No electronic database
TV shows and movies portray police tapping into an electronic gun database, but federal law prohibits the creation of a nationwide registry of gun purchases. Gun-rights groups have argued such a database could be used to seize citizens’ weapons.
Instead, employees at the ATF’s National Tracing Center in West Virginia use a gun’s serial number to trace it from manufacturer to first buyer. This often is done through multiple phone calls and sorting through paper files.
“It’s basically a manual process,” said Trista Frederick, public information officer for the ATF Kansas City Field Division.
The ATF traced more than 344,000 firearms in fiscal 2012, with an average trace time of five days, the bureau reports. Guns involved in homicides or other serious crimes can be traced in 24 hours, Frederick said.
But Iowa law enforcement officers reported waiting two weeks to nine months for traces.
“It just takes forever to get them back,” Coralville Police Chief Barry Bedford said. “In one case, we put in a trace request last July, and we still don’t have anything back.”

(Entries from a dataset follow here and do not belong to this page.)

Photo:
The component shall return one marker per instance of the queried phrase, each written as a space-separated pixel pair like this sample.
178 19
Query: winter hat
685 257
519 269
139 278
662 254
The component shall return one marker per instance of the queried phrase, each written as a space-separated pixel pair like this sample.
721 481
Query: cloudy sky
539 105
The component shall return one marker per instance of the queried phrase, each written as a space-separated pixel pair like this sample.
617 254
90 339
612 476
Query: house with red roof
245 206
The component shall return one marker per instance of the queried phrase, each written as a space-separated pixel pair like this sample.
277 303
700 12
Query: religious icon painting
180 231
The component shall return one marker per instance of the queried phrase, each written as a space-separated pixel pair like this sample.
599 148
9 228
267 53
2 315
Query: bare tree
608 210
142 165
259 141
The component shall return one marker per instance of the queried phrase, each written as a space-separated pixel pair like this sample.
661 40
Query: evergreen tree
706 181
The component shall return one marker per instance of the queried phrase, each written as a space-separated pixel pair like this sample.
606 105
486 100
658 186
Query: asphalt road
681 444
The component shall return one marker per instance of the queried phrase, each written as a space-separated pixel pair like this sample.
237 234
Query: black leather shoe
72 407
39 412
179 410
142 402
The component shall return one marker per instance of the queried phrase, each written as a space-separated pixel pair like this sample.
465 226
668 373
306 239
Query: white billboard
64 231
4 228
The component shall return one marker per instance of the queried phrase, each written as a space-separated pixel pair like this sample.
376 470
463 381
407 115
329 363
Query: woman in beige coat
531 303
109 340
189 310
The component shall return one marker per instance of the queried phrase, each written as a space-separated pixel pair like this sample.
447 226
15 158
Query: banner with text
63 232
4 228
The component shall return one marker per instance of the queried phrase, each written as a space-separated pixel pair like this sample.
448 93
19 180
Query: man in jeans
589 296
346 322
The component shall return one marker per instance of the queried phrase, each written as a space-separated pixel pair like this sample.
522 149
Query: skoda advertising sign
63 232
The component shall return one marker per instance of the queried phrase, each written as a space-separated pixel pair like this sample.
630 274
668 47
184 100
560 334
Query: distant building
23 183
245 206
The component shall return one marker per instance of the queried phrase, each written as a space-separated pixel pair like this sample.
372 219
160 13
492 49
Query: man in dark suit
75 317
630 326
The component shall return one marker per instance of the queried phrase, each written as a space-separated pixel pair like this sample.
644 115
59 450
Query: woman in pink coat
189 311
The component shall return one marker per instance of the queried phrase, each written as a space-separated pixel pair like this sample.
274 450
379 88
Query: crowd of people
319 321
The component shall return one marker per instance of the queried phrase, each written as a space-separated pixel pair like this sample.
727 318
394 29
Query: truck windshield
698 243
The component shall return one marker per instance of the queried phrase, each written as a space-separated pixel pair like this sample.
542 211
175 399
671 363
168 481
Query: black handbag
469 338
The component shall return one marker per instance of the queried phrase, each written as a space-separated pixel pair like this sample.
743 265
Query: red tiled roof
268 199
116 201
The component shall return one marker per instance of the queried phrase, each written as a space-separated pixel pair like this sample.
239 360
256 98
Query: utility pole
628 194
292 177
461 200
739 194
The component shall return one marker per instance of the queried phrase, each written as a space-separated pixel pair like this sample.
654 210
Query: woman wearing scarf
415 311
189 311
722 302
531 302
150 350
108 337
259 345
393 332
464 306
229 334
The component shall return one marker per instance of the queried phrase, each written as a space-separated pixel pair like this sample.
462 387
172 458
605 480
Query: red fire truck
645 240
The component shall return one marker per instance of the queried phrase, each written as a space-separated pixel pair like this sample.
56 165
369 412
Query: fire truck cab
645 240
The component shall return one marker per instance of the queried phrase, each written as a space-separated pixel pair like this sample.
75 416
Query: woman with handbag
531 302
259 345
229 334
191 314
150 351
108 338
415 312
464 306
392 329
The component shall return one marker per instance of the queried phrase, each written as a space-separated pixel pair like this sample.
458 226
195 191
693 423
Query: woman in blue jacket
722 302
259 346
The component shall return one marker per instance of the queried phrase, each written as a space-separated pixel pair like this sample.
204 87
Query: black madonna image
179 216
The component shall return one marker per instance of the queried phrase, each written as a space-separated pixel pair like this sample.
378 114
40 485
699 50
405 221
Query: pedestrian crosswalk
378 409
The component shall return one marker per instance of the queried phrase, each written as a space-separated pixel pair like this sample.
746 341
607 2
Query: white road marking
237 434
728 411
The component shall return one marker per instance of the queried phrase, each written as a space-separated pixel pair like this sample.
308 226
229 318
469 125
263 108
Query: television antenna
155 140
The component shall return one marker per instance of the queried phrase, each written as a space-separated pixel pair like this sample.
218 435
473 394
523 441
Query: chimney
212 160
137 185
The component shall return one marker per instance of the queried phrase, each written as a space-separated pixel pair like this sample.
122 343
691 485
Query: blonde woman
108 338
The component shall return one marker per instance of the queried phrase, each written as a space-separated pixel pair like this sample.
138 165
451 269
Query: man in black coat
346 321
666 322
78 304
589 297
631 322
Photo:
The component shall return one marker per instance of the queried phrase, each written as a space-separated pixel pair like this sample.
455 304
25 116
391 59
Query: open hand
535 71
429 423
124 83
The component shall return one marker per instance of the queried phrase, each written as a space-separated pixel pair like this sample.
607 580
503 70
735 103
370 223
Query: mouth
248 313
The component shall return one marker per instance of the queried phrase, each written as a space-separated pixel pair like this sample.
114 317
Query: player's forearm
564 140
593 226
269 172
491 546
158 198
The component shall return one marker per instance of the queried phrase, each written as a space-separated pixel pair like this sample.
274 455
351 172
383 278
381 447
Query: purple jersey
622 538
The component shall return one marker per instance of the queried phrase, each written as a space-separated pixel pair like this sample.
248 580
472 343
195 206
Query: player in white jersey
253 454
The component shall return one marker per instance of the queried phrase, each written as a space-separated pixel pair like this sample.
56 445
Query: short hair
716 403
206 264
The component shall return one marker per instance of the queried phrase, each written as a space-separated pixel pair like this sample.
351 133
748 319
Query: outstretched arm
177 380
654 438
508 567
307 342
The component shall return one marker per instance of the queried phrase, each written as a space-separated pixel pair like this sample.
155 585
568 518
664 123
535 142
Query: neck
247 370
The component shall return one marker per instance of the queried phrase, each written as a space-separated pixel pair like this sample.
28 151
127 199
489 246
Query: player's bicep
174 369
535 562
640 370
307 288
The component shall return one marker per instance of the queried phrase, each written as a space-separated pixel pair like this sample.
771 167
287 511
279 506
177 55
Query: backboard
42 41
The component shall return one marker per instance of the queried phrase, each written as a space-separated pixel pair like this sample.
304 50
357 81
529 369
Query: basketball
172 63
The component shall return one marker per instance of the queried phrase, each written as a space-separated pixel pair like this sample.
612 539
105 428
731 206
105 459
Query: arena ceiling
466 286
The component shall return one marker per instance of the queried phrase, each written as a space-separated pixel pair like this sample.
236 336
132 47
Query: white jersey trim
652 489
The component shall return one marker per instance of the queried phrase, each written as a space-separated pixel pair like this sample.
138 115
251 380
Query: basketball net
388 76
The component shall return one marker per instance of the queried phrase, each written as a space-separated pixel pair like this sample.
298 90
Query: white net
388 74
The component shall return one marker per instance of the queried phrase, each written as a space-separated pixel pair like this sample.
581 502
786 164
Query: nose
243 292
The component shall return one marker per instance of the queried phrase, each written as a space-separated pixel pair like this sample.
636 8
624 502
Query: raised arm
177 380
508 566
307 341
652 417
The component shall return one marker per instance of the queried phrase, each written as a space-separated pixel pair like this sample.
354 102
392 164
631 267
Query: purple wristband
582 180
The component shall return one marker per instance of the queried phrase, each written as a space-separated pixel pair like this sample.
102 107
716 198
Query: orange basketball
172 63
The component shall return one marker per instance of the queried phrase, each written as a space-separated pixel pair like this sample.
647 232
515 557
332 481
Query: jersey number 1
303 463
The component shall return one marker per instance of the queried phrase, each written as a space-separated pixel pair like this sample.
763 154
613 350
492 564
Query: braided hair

The Johnson County Drug Task Force, which combines officers from Iowa City, Coralville, University of Iowa and other agencies, traces almost all the guns seized in drug investigations because of the clear link between drugs and guns, Iowa City Police Officer Jerry Blomgren said.
“We definitely see people trafficking in drugs also trafficking in weapons,” he said.
The task force recently caught a man transporting an assault rifle on Megabus, a low-cost bus carrier with hubs in Iowa City and Des Moines, Blomgren said. Officers checked the gun’s serial number with the FBI’s National Crime Information Center and learned it had been stolen from somewhere near Des Moines, he said.
The task force also requested an ATF trace, which could confirm that the gun was stolen. If the case goes to federal court system, Blomgren said, prosecutors want officers to do ATF traces.
New push for tracing
A Jan. 16 memo from President Barack Obama required all federal law enforcement agencies to trace all guns they take into custody.
“If federal law enforcement agencies do not conscientiously trace every firearm taken into custody, they may not only be depriving themselves of critical information in specific cases, but may also be depriving all federal, state and local agencies of the value of complete information for aggregate analyses,” the memo states.
The U.S. Attorney’s Office Northern Iowa division has prosecuted several cases in recent years in which ATF traces revealed more serious crimes, Assistant U.S. Attorney Peter Deegan said.
In one case, three men were found with three guns, Deegan said. The ATF trace showed all three weapons had been purchased by one man, who investigators determined was acting as a “straw buyer” for felons who weren’t allowed to buy guns legally.
“By doing the trace, a larger criminal scheme can be discovered,” he said.
The ATF referred 192 people for criminal prosecution in Iowa in 2008, the most recent year for which data is available from the Transactional Records Access Clearinghouse, a Syracuse University organization that collects federal court statistics. There were 156 ATF convictions in Iowa in 2008, and 142 people were sentenced to prison for ATF crimes.
In January, 735 people were charged with new ATF cases nationwide, with the most common lead charge being “firearms; unlawful acts.”